Podsiadlo et al. [8] reported that TUG is useful for evaluating the risk of falling, and a number of studies have linked cognitive impairment and falls or fall-related injuries [2, 5, 28]. The paper-and-pencil TMT evaluates visual scanning and mental flexibility and is also used a predictor of major fall injuries [29]. Previous studies has shown that elderly individuals living in the community with a history of falling have significantly slower TMT times than elderly non-fallers [30]. Based on these reports, we would expect that the TWT may be able to predict the risk of falling in the elderly. We noted that those participants in our study who had a fall during the year preceding the 10year follow-up period required an extended time period to perform the TWT, indicating that the TWT was a predictor for falling. The TWT requires that the subject perform a movement while distributing attention to a number. Not only must attention be focused on a flag, but it is also necessary to use short-term memory for the flag position to reach the next target. In addition, fundamental motor functions, such as locomotion and turning, are needed to perform the TWT. This combination of central nervous system and motor functions is indispensable for activities carried out in everyday life. Consequently, if the ability to execute multiple functions decreases, the risk of falling increases. A number of researchers have reported that the TUG [8, 31] and FR tests [10] are useful for assessing fall risk. However, in the elderly, various functions, including motor, cognitive, visual performance, and hearing functions, may be decreasing in a complex manner. In our study, the TWT was most closely correlated to falls in the logistic regression analysis, and TUG and FR were not extracted as significant relevant factors. Therefore, when the aim is to predict falls, we suggest that it is more useful to use multiple-function assessments, such as TWT. Moreover, the result of the TWT is obtained by a simple time measurement, and even if it is assessed by an individual without professional expertise, the measurement is easily made. These considerations suggest the possibility that TWT shows high generality as a risk assessment for falls.

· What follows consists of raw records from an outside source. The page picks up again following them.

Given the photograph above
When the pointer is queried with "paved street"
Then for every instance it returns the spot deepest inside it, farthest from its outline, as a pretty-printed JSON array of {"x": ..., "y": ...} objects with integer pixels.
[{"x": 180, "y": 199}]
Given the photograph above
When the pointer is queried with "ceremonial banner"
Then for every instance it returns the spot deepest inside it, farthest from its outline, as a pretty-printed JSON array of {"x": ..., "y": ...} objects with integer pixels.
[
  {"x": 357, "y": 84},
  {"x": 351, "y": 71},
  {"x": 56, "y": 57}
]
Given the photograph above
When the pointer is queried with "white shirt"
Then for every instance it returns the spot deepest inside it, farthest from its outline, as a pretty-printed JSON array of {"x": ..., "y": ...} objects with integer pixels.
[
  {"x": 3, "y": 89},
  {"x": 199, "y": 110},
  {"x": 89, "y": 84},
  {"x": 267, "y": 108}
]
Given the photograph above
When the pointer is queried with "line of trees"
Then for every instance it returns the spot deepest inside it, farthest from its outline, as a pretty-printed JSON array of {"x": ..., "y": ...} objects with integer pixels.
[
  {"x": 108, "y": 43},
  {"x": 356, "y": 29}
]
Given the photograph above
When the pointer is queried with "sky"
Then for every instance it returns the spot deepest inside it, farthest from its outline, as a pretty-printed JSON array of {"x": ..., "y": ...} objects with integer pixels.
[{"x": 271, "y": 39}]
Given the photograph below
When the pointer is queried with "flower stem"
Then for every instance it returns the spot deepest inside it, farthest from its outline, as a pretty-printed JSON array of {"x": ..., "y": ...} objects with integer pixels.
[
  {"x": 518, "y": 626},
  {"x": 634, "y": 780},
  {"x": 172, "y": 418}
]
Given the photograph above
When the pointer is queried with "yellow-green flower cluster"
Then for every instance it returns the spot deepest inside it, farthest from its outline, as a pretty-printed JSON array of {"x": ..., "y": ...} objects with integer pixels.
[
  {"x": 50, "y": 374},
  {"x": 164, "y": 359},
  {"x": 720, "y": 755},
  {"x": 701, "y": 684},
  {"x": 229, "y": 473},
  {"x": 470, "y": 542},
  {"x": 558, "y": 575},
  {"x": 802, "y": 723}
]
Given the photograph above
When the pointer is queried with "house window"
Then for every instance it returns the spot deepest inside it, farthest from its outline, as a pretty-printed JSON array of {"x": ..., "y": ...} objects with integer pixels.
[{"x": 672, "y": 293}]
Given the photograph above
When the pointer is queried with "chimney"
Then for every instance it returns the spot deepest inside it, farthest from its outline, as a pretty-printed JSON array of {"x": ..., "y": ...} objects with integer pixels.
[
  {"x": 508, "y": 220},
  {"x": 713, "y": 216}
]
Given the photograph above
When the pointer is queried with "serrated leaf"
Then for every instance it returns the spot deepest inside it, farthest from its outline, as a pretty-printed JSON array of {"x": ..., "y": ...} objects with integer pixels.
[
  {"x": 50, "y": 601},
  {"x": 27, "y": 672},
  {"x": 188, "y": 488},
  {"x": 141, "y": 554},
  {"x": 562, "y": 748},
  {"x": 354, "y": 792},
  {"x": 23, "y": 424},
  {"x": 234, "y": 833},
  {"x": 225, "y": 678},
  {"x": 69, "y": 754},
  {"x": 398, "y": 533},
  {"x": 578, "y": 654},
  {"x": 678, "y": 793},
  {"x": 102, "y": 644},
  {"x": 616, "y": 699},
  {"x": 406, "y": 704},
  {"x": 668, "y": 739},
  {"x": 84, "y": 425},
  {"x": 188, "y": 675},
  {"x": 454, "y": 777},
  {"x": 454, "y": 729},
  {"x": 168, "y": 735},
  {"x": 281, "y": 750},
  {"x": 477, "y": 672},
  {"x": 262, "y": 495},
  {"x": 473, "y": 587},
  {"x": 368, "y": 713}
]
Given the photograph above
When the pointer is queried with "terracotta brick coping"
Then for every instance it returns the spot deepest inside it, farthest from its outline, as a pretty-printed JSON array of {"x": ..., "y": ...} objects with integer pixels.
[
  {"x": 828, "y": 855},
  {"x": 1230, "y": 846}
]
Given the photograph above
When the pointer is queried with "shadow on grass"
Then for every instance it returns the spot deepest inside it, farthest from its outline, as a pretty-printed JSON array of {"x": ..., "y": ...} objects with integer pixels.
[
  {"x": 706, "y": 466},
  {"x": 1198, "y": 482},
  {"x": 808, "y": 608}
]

There are several potential limitations to our study and, therefore, interpretation of the results. Firstly, the sample size was small. Secondly, the participants were probably more motivated and showed greater interest in health issues and the risk of falls than the general population of older adults. Thirdly, the TWT was analyzed by repeated attempts. An important point was that a group of pre-frail elderly individuals participated in this study because it was considered necessary to clarify the risks of falling in this group. Therefore, it was meaningful to have predicted the risk of falls in the pre-frail elderly individuals using TWT. Future research should include a fall prevention interventional study. Performance under complex-task conditions may be improved by training with TWT, and this type of training may be helpful for preventing falls.

Conclusion

This study assessed the usefulness of the TWT, an assessment we devised that is related to the TUG and TMT tests. Based on our results, we suggest that the TWT may be useful for predicting the risk of falling among the elderly.